NEW DELHI (Reuters) – India's homeware sellers have threatened to cut supplies to mom and pop stores if consumer companies sell Reliance Industries products at lower prices, a letter viewed by Reuters said.

Reuters reported last month Indian sellers representing companies like Reckitt Benckiser, Unilever (NYSE 🙂 and Colgate-Palmolive (NYSE 🙂 said their sales had declined 20-25% over the last year as mom and pop stores increased Forging partnerships The trust of Indian billionaire Mukesh Ambani.

Ambani's heavily discounted deals prompted more stores to order digitally through its JioMart partner app and posed an existential threat to more than 450,000 corporate sellers who for decades served every corner of the vast country, going from store to store, to take orders.

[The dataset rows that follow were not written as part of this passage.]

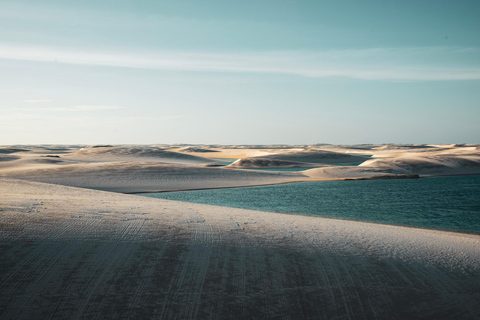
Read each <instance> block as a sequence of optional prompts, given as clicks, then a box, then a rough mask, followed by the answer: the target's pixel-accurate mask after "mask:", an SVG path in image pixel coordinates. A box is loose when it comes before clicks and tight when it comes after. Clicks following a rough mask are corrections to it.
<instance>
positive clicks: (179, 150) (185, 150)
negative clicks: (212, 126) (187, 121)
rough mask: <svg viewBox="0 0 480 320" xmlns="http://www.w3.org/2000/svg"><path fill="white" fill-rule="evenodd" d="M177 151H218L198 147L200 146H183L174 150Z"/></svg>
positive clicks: (203, 151)
mask: <svg viewBox="0 0 480 320" xmlns="http://www.w3.org/2000/svg"><path fill="white" fill-rule="evenodd" d="M176 151H177V152H189V153H192V152H193V153H195V152H199V153H204V152H219V151H218V150H213V149H208V148H200V147H185V148H180V149H178V150H176Z"/></svg>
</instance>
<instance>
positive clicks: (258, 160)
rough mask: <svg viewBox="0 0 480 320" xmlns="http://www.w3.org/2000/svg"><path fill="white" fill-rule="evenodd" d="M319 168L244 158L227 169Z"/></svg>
mask: <svg viewBox="0 0 480 320" xmlns="http://www.w3.org/2000/svg"><path fill="white" fill-rule="evenodd" d="M315 166H318V165H316V164H312V163H306V162H296V161H286V160H275V159H266V158H243V159H238V160H237V161H235V162H233V163H231V164H229V165H228V166H226V167H225V168H309V167H315Z"/></svg>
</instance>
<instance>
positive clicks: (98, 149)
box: [67, 146, 211, 163]
mask: <svg viewBox="0 0 480 320" xmlns="http://www.w3.org/2000/svg"><path fill="white" fill-rule="evenodd" d="M67 158H70V159H84V160H105V161H129V160H138V161H162V162H170V163H207V162H211V160H210V159H206V158H202V157H197V156H193V155H189V154H184V153H179V152H172V151H166V150H163V149H161V148H156V147H143V146H125V147H96V148H83V149H80V150H79V151H76V152H73V153H71V154H69V155H68V156H67Z"/></svg>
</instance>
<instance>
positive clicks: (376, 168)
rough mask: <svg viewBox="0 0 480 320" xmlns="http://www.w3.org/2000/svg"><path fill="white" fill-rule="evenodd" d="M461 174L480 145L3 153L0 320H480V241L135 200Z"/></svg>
mask: <svg viewBox="0 0 480 320" xmlns="http://www.w3.org/2000/svg"><path fill="white" fill-rule="evenodd" d="M222 159H228V161H230V162H231V161H233V160H237V162H235V163H234V164H233V165H226V166H225V163H222V161H226V160H222ZM349 161H352V162H355V163H356V164H355V165H342V163H344V162H349ZM333 164H336V165H333ZM220 165H223V167H219V166H220ZM275 166H277V167H292V166H294V167H305V168H310V169H308V170H305V171H301V172H285V171H283V172H282V171H268V170H251V169H249V168H260V169H261V168H264V167H265V168H271V167H275ZM452 174H453V175H454V174H480V147H479V146H478V145H408V146H407V145H405V146H401V145H361V146H331V145H315V146H263V147H258V146H257V147H251V146H243V147H238V146H237V147H236V146H230V147H229V146H190V147H184V146H180V147H172V146H163V145H159V146H114V147H111V146H100V147H95V148H93V147H81V146H13V147H0V239H1V240H0V246H1V251H0V252H1V258H0V319H480V315H479V313H478V310H480V236H476V235H466V234H457V233H449V232H441V231H431V230H423V229H413V228H402V227H393V226H386V225H377V224H368V223H360V222H349V221H339V220H333V219H323V218H316V217H305V216H298V215H287V214H277V213H267V212H257V211H249V210H241V209H232V208H224V207H215V206H207V205H199V204H190V203H182V202H174V201H167V200H160V199H152V198H145V197H140V196H135V195H127V194H121V193H135V192H147V191H172V190H188V189H207V188H224V187H238V186H252V185H266V184H276V183H290V182H295V181H312V180H338V179H340V180H341V179H375V178H402V177H409V176H412V175H418V176H420V177H423V176H439V175H452ZM105 191H114V192H121V193H114V192H105Z"/></svg>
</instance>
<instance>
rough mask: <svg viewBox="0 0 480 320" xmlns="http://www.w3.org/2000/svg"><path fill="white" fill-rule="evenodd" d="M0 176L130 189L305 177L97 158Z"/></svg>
mask: <svg viewBox="0 0 480 320" xmlns="http://www.w3.org/2000/svg"><path fill="white" fill-rule="evenodd" d="M2 173H3V176H6V177H12V178H17V179H24V180H29V181H38V182H47V183H55V184H61V185H67V186H75V187H82V188H91V189H99V190H106V191H115V192H124V193H133V192H156V191H172V190H191V189H210V188H225V187H241V186H254V185H266V184H275V183H285V182H292V181H300V180H305V179H306V177H305V176H303V175H301V174H299V173H294V172H263V171H254V170H228V169H221V168H206V167H196V166H186V165H180V164H171V163H159V162H140V161H135V162H133V161H132V162H100V163H82V164H72V165H61V166H60V165H59V166H52V165H50V166H48V167H45V166H41V167H33V168H32V169H28V168H24V167H22V168H20V169H18V170H15V169H14V168H9V169H8V170H4V171H2V170H0V174H2Z"/></svg>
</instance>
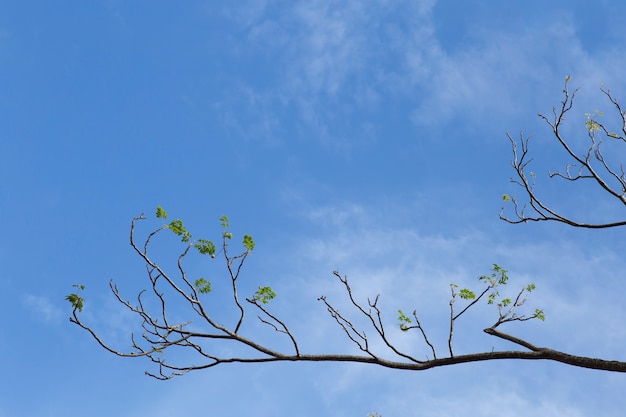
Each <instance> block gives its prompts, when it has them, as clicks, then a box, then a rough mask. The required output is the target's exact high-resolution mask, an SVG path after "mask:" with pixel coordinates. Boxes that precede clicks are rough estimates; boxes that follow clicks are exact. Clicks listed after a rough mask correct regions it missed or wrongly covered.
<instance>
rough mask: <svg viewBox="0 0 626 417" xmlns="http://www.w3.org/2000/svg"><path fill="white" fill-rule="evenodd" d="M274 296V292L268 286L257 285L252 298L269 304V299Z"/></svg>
mask: <svg viewBox="0 0 626 417" xmlns="http://www.w3.org/2000/svg"><path fill="white" fill-rule="evenodd" d="M275 297H276V293H275V292H274V291H272V289H271V288H270V287H259V289H258V290H257V292H255V293H254V299H255V300H258V301H260V302H262V303H263V304H269V302H270V300H271V299H273V298H275Z"/></svg>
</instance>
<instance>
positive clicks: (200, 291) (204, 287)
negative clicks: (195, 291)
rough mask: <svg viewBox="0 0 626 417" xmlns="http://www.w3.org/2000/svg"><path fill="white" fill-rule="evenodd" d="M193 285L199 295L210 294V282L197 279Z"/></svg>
mask: <svg viewBox="0 0 626 417" xmlns="http://www.w3.org/2000/svg"><path fill="white" fill-rule="evenodd" d="M194 285H195V286H196V289H197V290H198V291H199V292H200V293H201V294H208V293H210V292H211V282H209V281H207V280H206V279H204V278H198V279H197V280H196V282H195V283H194Z"/></svg>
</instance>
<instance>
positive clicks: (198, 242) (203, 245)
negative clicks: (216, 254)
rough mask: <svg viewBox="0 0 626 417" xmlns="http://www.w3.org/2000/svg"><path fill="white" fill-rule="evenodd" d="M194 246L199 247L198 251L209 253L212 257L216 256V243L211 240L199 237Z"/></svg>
mask: <svg viewBox="0 0 626 417" xmlns="http://www.w3.org/2000/svg"><path fill="white" fill-rule="evenodd" d="M193 247H194V248H196V249H198V252H200V253H201V254H202V255H207V254H208V255H210V256H211V258H215V244H213V242H211V241H210V240H205V239H198V241H197V242H196V243H195V244H194V245H193Z"/></svg>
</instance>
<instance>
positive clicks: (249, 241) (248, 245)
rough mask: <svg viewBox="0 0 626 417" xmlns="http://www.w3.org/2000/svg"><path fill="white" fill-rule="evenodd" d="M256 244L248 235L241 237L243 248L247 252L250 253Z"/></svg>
mask: <svg viewBox="0 0 626 417" xmlns="http://www.w3.org/2000/svg"><path fill="white" fill-rule="evenodd" d="M255 245H256V244H255V243H254V240H252V236H250V235H244V237H243V246H244V247H245V248H246V249H247V250H248V251H251V250H252V249H254V246H255Z"/></svg>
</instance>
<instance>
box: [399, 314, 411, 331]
mask: <svg viewBox="0 0 626 417" xmlns="http://www.w3.org/2000/svg"><path fill="white" fill-rule="evenodd" d="M398 321H399V322H400V330H402V331H403V332H406V331H407V330H409V325H410V324H411V323H412V320H411V318H410V317H407V316H406V315H405V314H404V313H403V312H402V310H398Z"/></svg>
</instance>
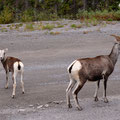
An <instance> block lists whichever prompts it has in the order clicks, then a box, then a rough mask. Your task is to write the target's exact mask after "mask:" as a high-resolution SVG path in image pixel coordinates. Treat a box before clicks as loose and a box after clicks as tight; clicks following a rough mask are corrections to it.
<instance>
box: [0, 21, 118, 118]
mask: <svg viewBox="0 0 120 120" xmlns="http://www.w3.org/2000/svg"><path fill="white" fill-rule="evenodd" d="M98 29H99V30H98ZM53 31H55V30H53ZM84 31H88V32H87V34H85V33H84ZM110 34H116V35H120V23H119V22H117V23H116V24H108V25H107V26H105V27H101V28H100V27H99V26H95V27H89V28H81V29H76V30H72V29H70V30H67V31H64V30H63V29H62V30H61V31H60V34H57V35H51V34H49V33H48V34H46V31H45V32H43V31H31V32H16V31H12V32H11V31H8V32H0V49H4V48H8V52H7V55H8V56H15V57H18V58H20V59H21V60H22V61H23V63H24V65H25V72H24V83H25V94H24V95H23V94H22V90H21V86H20V80H19V76H18V80H17V89H16V96H15V99H12V98H11V94H12V80H11V78H10V80H9V89H5V88H4V86H5V73H4V69H3V67H2V65H1V64H0V120H53V119H55V120H68V119H70V120H108V119H109V120H120V114H119V113H120V74H119V73H120V59H118V62H117V64H116V67H115V70H114V72H113V74H112V75H111V76H110V77H109V81H108V89H107V95H108V98H109V101H110V102H109V103H107V104H106V103H104V102H103V101H102V88H103V86H102V81H101V88H100V90H99V97H100V101H98V102H94V101H93V95H94V91H95V84H96V83H92V82H87V83H86V84H85V86H84V87H83V89H82V90H81V91H80V92H79V102H80V104H81V106H82V107H83V111H77V110H76V108H75V105H74V101H73V98H72V97H71V99H72V103H73V108H72V109H70V110H68V109H67V105H66V98H65V90H66V88H67V86H68V83H69V78H68V75H67V71H66V69H67V67H68V65H69V64H70V63H71V62H72V61H73V60H75V59H77V58H82V57H93V56H96V55H101V54H103V55H104V54H109V53H110V51H111V49H112V46H113V44H114V38H113V37H112V36H110Z"/></svg>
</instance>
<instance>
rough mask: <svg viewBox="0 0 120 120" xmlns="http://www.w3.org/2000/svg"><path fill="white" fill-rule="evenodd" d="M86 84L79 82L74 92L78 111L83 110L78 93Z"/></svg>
mask: <svg viewBox="0 0 120 120" xmlns="http://www.w3.org/2000/svg"><path fill="white" fill-rule="evenodd" d="M84 84H85V82H81V81H77V86H76V88H75V89H74V91H73V98H74V100H75V104H76V107H77V109H78V110H82V107H80V105H79V102H78V96H77V95H78V92H79V91H80V90H81V88H82V87H83V85H84Z"/></svg>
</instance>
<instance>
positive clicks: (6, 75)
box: [5, 71, 9, 89]
mask: <svg viewBox="0 0 120 120" xmlns="http://www.w3.org/2000/svg"><path fill="white" fill-rule="evenodd" d="M8 81H9V72H8V71H7V72H6V85H5V89H8Z"/></svg>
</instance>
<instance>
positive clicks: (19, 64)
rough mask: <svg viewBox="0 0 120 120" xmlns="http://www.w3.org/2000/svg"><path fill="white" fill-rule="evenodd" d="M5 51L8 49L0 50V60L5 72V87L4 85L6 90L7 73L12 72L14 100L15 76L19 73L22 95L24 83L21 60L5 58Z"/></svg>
mask: <svg viewBox="0 0 120 120" xmlns="http://www.w3.org/2000/svg"><path fill="white" fill-rule="evenodd" d="M7 50H8V49H4V50H0V60H1V63H2V64H3V67H4V69H5V72H6V85H5V88H6V89H7V88H8V80H9V72H12V80H13V92H12V98H14V96H15V89H16V76H17V74H18V73H20V75H21V86H22V93H23V94H24V82H23V71H24V65H23V63H22V62H21V60H20V59H18V58H14V57H6V56H5V53H6V51H7Z"/></svg>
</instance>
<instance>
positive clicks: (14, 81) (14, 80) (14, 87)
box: [12, 72, 17, 98]
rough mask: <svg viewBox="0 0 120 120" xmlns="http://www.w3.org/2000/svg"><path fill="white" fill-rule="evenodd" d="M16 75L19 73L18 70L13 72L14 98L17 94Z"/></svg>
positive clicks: (12, 74) (12, 76) (13, 91)
mask: <svg viewBox="0 0 120 120" xmlns="http://www.w3.org/2000/svg"><path fill="white" fill-rule="evenodd" d="M16 76H17V73H16V72H14V73H12V80H13V93H12V98H14V96H15V90H16Z"/></svg>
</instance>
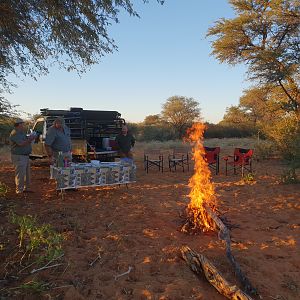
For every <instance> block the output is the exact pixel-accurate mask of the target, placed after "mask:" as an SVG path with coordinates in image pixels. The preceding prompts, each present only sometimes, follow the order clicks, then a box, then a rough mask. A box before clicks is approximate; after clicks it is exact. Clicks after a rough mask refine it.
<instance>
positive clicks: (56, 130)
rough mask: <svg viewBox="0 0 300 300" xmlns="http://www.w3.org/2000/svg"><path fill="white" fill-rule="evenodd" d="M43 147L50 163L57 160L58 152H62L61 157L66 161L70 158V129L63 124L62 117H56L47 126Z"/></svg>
mask: <svg viewBox="0 0 300 300" xmlns="http://www.w3.org/2000/svg"><path fill="white" fill-rule="evenodd" d="M45 148H46V151H47V154H48V157H49V160H50V163H51V164H53V163H54V162H55V161H56V160H57V158H58V153H59V152H62V155H63V157H64V158H66V159H67V160H68V161H71V160H72V155H71V136H70V129H69V127H67V126H66V125H65V120H64V118H62V117H57V118H56V119H55V120H54V122H53V125H52V126H51V127H49V129H48V131H47V133H46V139H45Z"/></svg>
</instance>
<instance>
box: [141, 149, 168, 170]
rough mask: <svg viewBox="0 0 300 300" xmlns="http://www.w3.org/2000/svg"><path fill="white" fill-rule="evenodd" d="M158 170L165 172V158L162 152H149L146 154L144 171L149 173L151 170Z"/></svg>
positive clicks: (152, 150) (144, 160) (149, 150)
mask: <svg viewBox="0 0 300 300" xmlns="http://www.w3.org/2000/svg"><path fill="white" fill-rule="evenodd" d="M153 167H154V168H158V170H159V171H161V172H162V173H163V172H164V156H163V154H162V153H161V151H160V150H147V151H145V152H144V169H145V171H146V172H147V173H148V172H149V169H150V168H153Z"/></svg>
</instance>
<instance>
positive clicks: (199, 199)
mask: <svg viewBox="0 0 300 300" xmlns="http://www.w3.org/2000/svg"><path fill="white" fill-rule="evenodd" d="M205 129H206V126H205V125H204V124H202V123H195V124H194V125H193V126H192V127H191V128H190V129H189V130H188V132H187V134H188V140H189V142H190V143H191V144H192V145H193V160H194V161H195V165H194V175H193V176H192V177H191V179H190V181H189V187H190V188H191V191H190V193H189V197H190V198H191V201H190V203H189V205H188V208H187V210H188V214H189V215H190V216H191V217H192V218H193V221H194V222H193V223H194V226H195V227H201V228H203V230H213V229H214V222H213V221H212V220H211V218H210V217H209V216H208V215H207V212H206V209H205V206H204V204H205V205H207V206H209V207H211V208H214V207H215V201H216V199H215V190H214V186H213V184H212V182H211V173H210V170H209V167H208V163H207V162H206V160H205V150H204V146H203V133H204V130H205Z"/></svg>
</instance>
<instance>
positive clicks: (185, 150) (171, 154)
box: [169, 148, 190, 172]
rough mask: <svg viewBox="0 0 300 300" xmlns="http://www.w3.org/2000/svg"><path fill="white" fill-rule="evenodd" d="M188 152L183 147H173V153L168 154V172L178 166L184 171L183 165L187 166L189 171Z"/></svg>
mask: <svg viewBox="0 0 300 300" xmlns="http://www.w3.org/2000/svg"><path fill="white" fill-rule="evenodd" d="M189 159H190V158H189V152H188V150H187V149H185V148H174V149H173V154H171V155H169V169H170V172H172V170H175V171H176V168H177V167H178V166H179V167H181V168H182V171H183V172H184V167H185V166H187V169H188V171H189V169H190V165H189Z"/></svg>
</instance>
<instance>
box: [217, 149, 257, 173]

Citing Reuters' story, the All India Consumer Products Distributors Federation – which has 400,000 members – has written to consumer companies demanding a level playing field, saying they must get products at the same prices as other large corporate distributors like Reliance.

If the demand for price parity is not met, the group said in its letter, its sellers will stop selling products to mom and pop stores and will also stop shipping newly introduced consumer goods if those partnerships persist beyond Jan. 1.

"We have built a reputation and goodwill among our retailers by providing them with good service for many years … We have chosen to call it a 'non-cooperation' movement," said it in the letter.

The group's president, Dhairyashil Patil, said the letter had been sent to Reckitt, Hindustan Unilever, Colgate and 20 other consumer goods companies.

None of the three consumer companies and Reliance responded to requests for comment.

Corner shops, or "kiranas", make up 80% of a nearly $ 900 billion retail market in India. About 300,000 such stores in 150 cities order goods from Reliance, with the company aiming for 10 million partner stores by 2024.

Traditional dealers have told Reuters that they have been forced to cut fleet and staff as their business has suffered from being unable to match Reliance's prices.

Jefferies (NYSE 🙂 estimated in March that Kiranas would steadily increase Reliance's “sourcing share” “at the expense of traditional dealers”. Such sales for Reliance could grow to $ 10.4 billion by 2025, from just $ 200 million in 2021-22, Jefferies estimates.